For decades, intrepid American travelers and expatriates roaming the globe could count on the Voice of America to keep them informed about that which we call news: war, political upheaval, natural disasters, scientific discoveries, even cultural events. Relying on hard-to-jam shortwave radio frequencies, the government-owned broadcasting service kept people in even the most repressive nations in touch with world events. Americans weren't the intended audiences for these broadcasts, but rather English speakers (and those striving to become English speakers) who lived in totalitarian states or undeveloped regions where reliable news was often impossible to find. VOA's global English service, called News Now, like the British Broadcasting Corp.'s World Service, proved an information lifeline to millions during the Cold War.
But the Cold War is history, and ever fewer people depend on shortwave broadcasts for information. The Broadcasting Board of Governors, which overseas VOA and other government-owned news services, announced in February that it would modernize broadcasting operations and boost programs deemed central to the war on terror. According to a statement released by the board, it faced "painful choices" to pay for expanded coverage in the Middle East and new television and Internet programming. As a result, it will cut VOA's News Now broadcasts, along with those in Georgian, Greek, Turkish, Croatian and Thai, at the end of the fiscal year. The board estimates the cuts will save about $23.7 million.
There is widespread agreement that the United States should expand its use of television and the Internet-the mediums reaching most people now-and target broadcasting operations in regions vital to American interests. But in a war where administration officials say winning hearts and minds is a criti- cal objective, VOA radio broadcasts are a surprising casualty.
What's striking about the cuts is they come just as China, Russia and the Qatar-based Al-Jazeera network all have announced plans to expand their own broadcasting operations-in English.
"A lot of countries have found it worthwhile to establish a global broadcasting presence in English," says Kim Andrew Elliott, an audience research analyst with the International Broadcasting Bureau. Elliott, who stresses that his views are his own and not those of VOA or its parent organization, says that while the shortwave listening audience is on the decline, VOA's global reach is extraordinary, and shortwave capability remains a significant advantage. Hostile governments can block Internet access, television broadcasts and medium frequencies, but it is much harder to block shortwave frequencies. "Shortwave is a fail-safe," Elliott says.
VOA will continue broadcasting a program known as Special English, which is aimed at beginning English speakers (basic information is spoken slowly, using a limited vocabulary), and English to Africa, which is broadcast in Anglophone countries on that continent and focuses on African, not global, news.

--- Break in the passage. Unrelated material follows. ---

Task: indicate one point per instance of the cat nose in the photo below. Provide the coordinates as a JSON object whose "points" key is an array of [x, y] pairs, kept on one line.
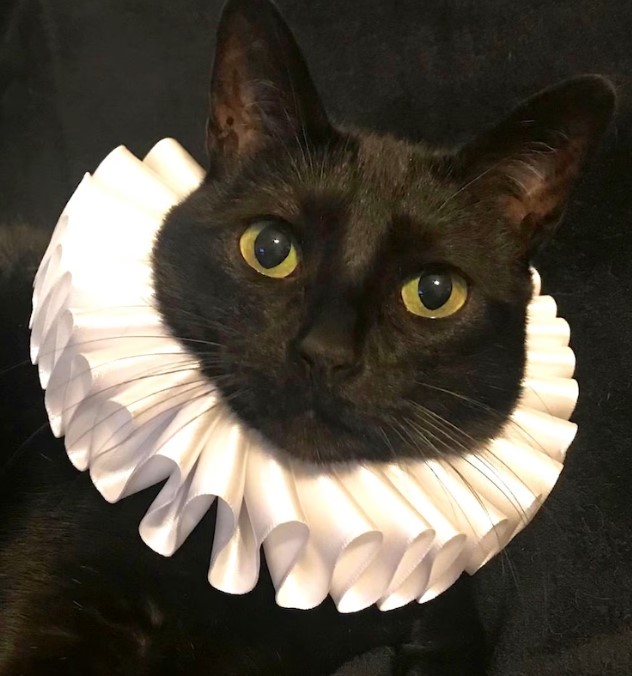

Neither program approaches the breadth and depth of News Now.
One longtime News Now staffer who supports the decision to increase broadcasts to the Middle East also believes that VOA should reassess English language broadcasting and put greater emphasis on television and Internet productions. But cutting the global news service strikes him and others as penny-wise and pound-foolish: "The U.S. government has unilaterally surrendered English to our enemies. Is this the way to fight the global war on terror?"
Even The Wall Street Journal-usually a champion of federal spending cuts-finds the VOA budget shortsighted. Editors wrote in a Feb. 17 editorial, "Everyone supports improving broadcasting to the Middle East. What's disconcerting is the notion that this demands a trade-off." The Journal recommended that Congress restore VOA's budget until the issue can be further studied: "In the grand scheme of things, that doesn't sound like a huge sum to tack onto the proposed 2007 budget of $2.77 trillion, while America fine-tunes its Voice."